Still $193 Billion Available
According to President Joe Biden’s extended Child Tax Credit program – eligible American families would who qualify for this Child Tax Credit received half of the program’s payments monthly by the end of last year. However, $193 Billion remains in the program’s budget for the last half of the payment this year. In this light, President Joe Biden’s administration has fears that many families who would benefit the most from this tax credit, could miss out on this last half of the program. If they don’t file their taxes correctly before April 15, 2022.

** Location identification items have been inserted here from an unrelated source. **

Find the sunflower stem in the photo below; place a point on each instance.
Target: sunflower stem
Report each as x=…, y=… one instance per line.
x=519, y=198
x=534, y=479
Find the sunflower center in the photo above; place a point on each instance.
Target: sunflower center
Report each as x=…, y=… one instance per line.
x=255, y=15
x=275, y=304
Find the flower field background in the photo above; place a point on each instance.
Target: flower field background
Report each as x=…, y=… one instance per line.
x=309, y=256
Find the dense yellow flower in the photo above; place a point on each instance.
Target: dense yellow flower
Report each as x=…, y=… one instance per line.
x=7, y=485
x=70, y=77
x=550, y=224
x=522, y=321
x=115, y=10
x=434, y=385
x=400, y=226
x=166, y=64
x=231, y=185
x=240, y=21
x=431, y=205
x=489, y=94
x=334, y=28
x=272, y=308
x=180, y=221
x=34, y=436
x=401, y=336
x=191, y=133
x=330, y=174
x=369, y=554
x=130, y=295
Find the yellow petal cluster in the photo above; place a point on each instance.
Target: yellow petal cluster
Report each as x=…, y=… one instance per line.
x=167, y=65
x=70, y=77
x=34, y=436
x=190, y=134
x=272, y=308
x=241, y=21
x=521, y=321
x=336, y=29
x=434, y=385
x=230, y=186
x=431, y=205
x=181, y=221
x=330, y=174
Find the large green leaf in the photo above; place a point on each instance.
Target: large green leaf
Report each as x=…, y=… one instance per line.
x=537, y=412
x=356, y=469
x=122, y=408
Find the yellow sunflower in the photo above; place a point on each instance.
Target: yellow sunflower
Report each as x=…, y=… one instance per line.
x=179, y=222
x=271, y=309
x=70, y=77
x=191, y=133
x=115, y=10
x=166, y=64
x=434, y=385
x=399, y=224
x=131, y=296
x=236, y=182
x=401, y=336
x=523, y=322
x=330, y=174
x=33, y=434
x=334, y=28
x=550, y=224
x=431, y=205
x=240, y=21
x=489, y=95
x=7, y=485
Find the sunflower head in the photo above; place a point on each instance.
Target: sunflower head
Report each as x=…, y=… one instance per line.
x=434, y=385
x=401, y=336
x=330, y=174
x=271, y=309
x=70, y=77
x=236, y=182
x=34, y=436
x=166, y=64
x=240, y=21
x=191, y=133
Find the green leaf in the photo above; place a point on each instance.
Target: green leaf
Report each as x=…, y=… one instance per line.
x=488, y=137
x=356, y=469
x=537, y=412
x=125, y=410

File Tax Returns Before Deadline
For this reason, Vice President Kamala Harris, Treasury Secretary Janet Yellen, and White House senior adviser Gene Sperling implored millions of U.S. citizens who earn such low income. He urged those that might not have filed a tax return last year, to do so with the Internal Revenue Service. This was done on Tuesday, via a virtual event. Harris further added: “the truth is that there are folks all across our country who work hard every day and still struggle to make ends meet, and it should not be this way in our society. You haven’t finished filing your taxes yet. That is the only way you will be able to collect the second half of what you are entitled to”.
To check eligibility for the extended Child Tax Credit program you can visit: visit the website childtaxcredit.gov. Remember the deadline for filing your tax returns is by April 18 – but it is recommended, in this case, you do so by April 15, 2022.